Pero lo peor es que esta
permisividad se va extendiendo y ya vale todo. Este verano en Galicia, en un
restaurante en el que se come francamente bien y con muy buena materia prima,
pedimos, alguien pidió, unos chipirones a la plancha. Galicia no tiene
tradición de cocinar a la plancha y ya varias veces y en distintos lugares las
cosas pedidas a la plancha nos las han servido entre fritas y cocidas en
aceite. Ante la experiencia recalcamos que por favor nos las hicieran con un
mínimo de aceite, casi tendiendo a sin aceite. Explicamos, para justificarlo o
simplemente explicarlo, que la persona que lo pedía era andaluza y por tanto
bastante acostumbrada a esa plancha huérfana de aceite que extrae y preserva
los mejores jugos de la materia prima. Se ofendió. A él que había estudiado
hostelería no se le podía explicar que la plancha tiene que estar muy caliente
y casi sin aceite, a él. A él, y a cualquier otro, sería conveniente que entre
las asignaturas de hostelería le incluyeran humildad, educación y sentido
comercial, rama atención al cliente.
El problema es que a base de
llamar a las cosas lo que no son, usar las técnicas de forma incorrecta,
sustituir la cocina por la precocina, o simplemente sirviendo materia prima
inadecuada, acabaremos destrozando un
patrimonio de siglos y una riqueza cultural-gastronómica que luego será difícil
de recuperar. Bastará con que un experto, o no tanto, extranjero llegue a
nuestro país y tenga la desgracia de pedir algunas de las innobles imitaciones
o incorrectas denominaciones que por ahí pululan y el buen gusto de difundirlo. ¿Quién podrá entonces poner remedio? ¿Y
reclamar credibilidad?
Yo por si acaso, y para evitar
que me llamen pesado, no volveré a decir nada sobre este tema. Al menos en un
par de semanas. Me limitaré a llevar una copia impresa de esta reflexión y
enseñarla como si de un Harpo Marx se tratara. Moc, moc, y además un huevo
duro.
P.D. Han pasado apenas cinco días
desde que escribí esta reflexión y he asistido en el afamado mercado de San
Miguel y en un solo local a la perpetración de todo lo que denuncio a unos
pobres guiris. Los callos de bloque, el pulpo “a la gallega”, pasado y con
solera, la “paella” en montón y pasada de punto y, a esto no había asistido
nunca, una vieira gratinada donde la bechamel se había sustituido por queso.
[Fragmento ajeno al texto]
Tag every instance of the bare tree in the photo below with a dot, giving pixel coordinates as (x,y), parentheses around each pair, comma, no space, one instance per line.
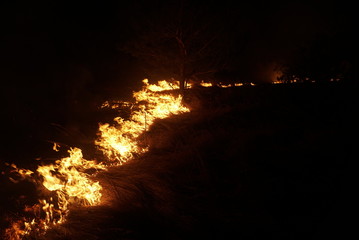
(178,40)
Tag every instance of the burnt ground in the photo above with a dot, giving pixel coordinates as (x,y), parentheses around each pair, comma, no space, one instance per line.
(263,162)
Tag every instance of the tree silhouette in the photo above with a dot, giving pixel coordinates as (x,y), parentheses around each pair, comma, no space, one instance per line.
(178,40)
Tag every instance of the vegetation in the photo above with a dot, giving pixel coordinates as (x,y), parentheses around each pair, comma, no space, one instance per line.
(257,162)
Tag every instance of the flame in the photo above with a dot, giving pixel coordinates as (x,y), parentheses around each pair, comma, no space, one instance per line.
(119,142)
(68,179)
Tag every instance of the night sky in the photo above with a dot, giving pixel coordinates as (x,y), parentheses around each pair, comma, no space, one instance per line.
(57,58)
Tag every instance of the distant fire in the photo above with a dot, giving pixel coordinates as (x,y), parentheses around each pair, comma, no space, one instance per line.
(70,179)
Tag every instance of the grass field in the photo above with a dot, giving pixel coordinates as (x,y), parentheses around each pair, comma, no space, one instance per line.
(262,162)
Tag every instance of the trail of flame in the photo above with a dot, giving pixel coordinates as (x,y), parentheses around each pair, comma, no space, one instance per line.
(67,177)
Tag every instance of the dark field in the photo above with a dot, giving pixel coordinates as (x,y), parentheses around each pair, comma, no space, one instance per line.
(263,162)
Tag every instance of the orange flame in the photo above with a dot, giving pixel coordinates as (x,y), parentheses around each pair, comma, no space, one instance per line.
(67,177)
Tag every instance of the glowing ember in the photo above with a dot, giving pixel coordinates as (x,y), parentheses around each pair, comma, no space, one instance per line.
(119,142)
(69,180)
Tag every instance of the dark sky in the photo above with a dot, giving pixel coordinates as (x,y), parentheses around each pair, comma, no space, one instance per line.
(58,52)
(59,60)
(58,38)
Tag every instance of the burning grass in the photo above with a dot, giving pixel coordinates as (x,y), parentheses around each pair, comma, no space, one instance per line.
(258,170)
(262,164)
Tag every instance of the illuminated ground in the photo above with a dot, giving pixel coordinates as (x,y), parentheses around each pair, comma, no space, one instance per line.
(264,162)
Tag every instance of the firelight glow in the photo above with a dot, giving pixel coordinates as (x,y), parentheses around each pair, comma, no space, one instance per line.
(68,179)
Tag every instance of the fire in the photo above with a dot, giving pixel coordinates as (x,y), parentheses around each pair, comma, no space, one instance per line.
(119,143)
(69,180)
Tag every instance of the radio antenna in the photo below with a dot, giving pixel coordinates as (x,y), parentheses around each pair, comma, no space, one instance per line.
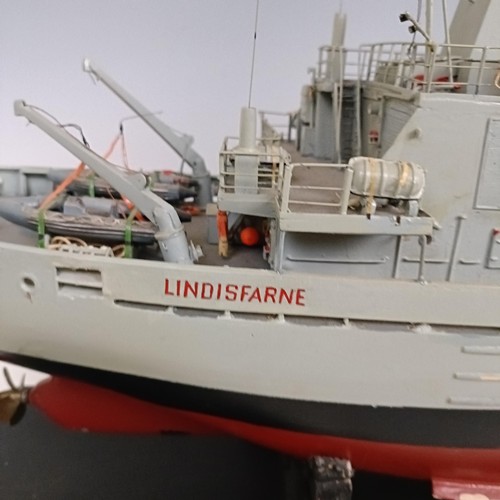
(253,51)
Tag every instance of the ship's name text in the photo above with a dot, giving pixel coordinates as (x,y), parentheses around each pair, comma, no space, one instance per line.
(234,293)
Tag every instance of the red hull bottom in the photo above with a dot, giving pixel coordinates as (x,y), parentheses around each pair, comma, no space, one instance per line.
(80,406)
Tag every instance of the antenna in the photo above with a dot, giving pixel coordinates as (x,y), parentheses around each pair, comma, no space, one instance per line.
(253,51)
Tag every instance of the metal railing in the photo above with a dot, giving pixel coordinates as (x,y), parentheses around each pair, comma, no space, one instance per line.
(271,160)
(425,67)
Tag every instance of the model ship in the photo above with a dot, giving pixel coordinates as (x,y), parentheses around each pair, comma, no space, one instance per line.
(360,320)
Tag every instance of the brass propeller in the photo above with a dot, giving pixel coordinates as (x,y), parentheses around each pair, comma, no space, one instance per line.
(13,401)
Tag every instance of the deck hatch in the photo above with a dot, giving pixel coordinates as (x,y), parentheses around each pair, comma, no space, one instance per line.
(87,280)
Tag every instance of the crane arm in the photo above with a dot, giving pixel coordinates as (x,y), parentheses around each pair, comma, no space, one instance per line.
(180,144)
(171,235)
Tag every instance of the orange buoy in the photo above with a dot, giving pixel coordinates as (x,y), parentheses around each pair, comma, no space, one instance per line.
(249,236)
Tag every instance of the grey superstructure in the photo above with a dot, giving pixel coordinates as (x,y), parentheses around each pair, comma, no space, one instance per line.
(366,324)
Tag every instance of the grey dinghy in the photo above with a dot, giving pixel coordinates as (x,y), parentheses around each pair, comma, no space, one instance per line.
(363,324)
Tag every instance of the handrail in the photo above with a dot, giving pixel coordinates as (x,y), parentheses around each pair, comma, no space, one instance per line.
(455,67)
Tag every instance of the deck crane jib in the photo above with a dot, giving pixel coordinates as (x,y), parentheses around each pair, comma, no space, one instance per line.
(170,236)
(181,144)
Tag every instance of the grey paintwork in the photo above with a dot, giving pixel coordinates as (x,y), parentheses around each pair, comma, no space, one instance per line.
(394,303)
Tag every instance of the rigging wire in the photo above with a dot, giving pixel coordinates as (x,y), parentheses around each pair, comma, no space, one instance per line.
(253,51)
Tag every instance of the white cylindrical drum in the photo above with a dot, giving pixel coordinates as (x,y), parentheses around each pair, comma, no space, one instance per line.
(397,180)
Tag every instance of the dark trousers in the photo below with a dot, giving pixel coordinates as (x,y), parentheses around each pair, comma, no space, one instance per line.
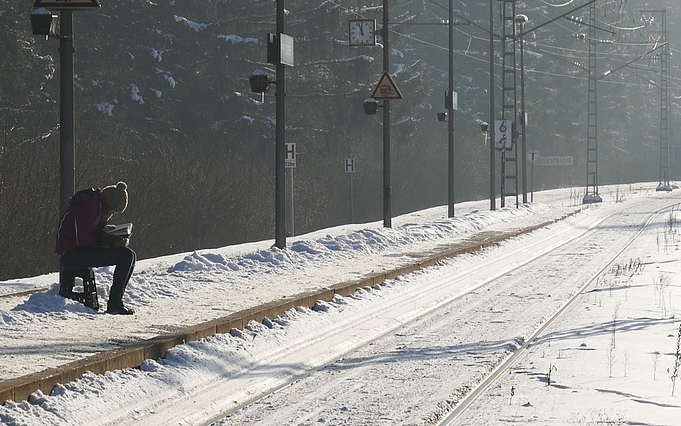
(90,256)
¿Por queso? Sí, aún me parece una pesadilla, pero sí. En el colmo del paroxismo
el pobre guiri que ya no sabía lo que estaba comiendo pidió que le frieran un
poco más el pulpo. Solo se le abrieron los ojos espantado cuando le explicaron
que el pulpo estaba cocido. De los precios mejor ni hablamos. El local se
merece una charla aparte, y el daño que hace una pena de cárcel.